Recording began after microphone installation over a 500 mm radius of the gearbox for each configuration shown in Table 1, on the three directions, namely, RV, AH, and RH.
A 40 s recording was adopted for each failure; each recording was split into 0.5 s pieces leading to a total of 80 samples for each failure. The test bench allowed for emulating 12 failures by combining four gear states (healthy, broken side, broken tooth, and notched) with three bearing states (healthy, inner race failure, and rusty bearing), as shown in Table 1.
Samples of obtained signals from each failure class simulation are shown in Figure 9. These signals were later processed using MATLAB (from Matworks, licenced to Ecole Militaire Polytechnique, Algiers, Algeria).
This framework is acoustical fault diagnosis, which has several advantages over other monitoring techniques, such as vibration and current. Among these advantages are the following: (1) noncontact measuring, which can be useful in harsh and severe environments (e.g., high temperatures and corrosion) [38,39]; (2) cheap and practical technique to deploy compared to vibration- or current-based monitoring [39,40]; (3) machine diagnosis is often preceded by fault-source location by a microphone array. It is then easier to use a few microphones for diagnostic purposes [41].

3.2. LPC–LSTM-Based Failure-Diagnosis Methodology

All the above-mentioned samples were processed by LPC to estimate the first 15 signal coefficients for the 12 considered failures, as shown in Figure 10. Afterwards, the obtained coefficients fed the LSTM network for learning. This step allowed for identifying common features between samples of the same class and feature-discriminating classes.
LSTM failure learning and classification are illustrated by Figure 11. The considered network consisted of four layers: the first for input data, a 100-node LSTM layer, a 10-node fully connected layer, and a softmax layer for classification. Regarding training, the used options were: max epochs, 100; minibatch size, 27; and initial learning rate of 0.001 with a drop factor of 0.6 every 30 epochs with the Adam solver.
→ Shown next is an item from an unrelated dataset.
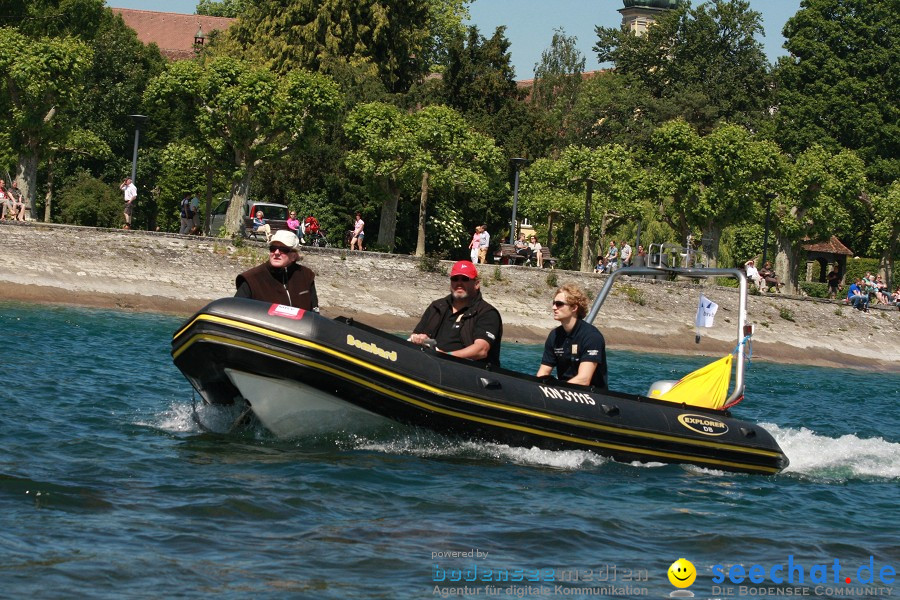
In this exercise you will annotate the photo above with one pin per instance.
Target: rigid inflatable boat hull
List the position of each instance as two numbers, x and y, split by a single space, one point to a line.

3.3. LPC–LSTM Methodology Results and Evaluation

Specific data issued for the experimental dataset were used for testing. In this case, the three microphones’ prediction assessments are illustrated in Figure 12, Figure 13 and Figure 14 in terms of confusion matrix, and in Table 2 in terms of accuracy.
The achieved results showed quite interesting performance, with around 90 % accuracy. When analyzing the confusion matrices, two misclassification types were found. The first concerned misclassified classes in one microphone, but perfectly classified in the two others. The case of the 6th failure that was perfectly classified in the first and third microphones, and misclassified 6/24 samples in the second microphone. The same applied to the 9th failure, giving 24/24 for the first and second microphones, and missing 6/24 samples for the third microphone. This led to the important conclusion that misclassifications by one microphone can be perfectly retrieved by the others.
The second misclassification type concerned failed samples in each class. For example, in the 8th class, there were 4/24 failed samples in the first microphone, of which 3/24 were in the 2nd class, while 1/24 in the 11th class. On the other hand, the third microphone failed 4/24, of which 2/24 were in the 9th class, while 2/24 others were in the 11th class. Another example concerned the 12th class, where the second microphone missed 1/24 in the 3rd class, 1/24 in the 7th class, and 1/24 in the 2nd class. On the other hand, the third microphone missed 1/24 in the 5th class, and 5/24 in the 11th class. This second type of misclassification allowed for us to highlight that samples missed in a microphone are not necessarily those missed in another.
These two types of analysis allow for concluding that classification performance could be improved by merging data from different microphones.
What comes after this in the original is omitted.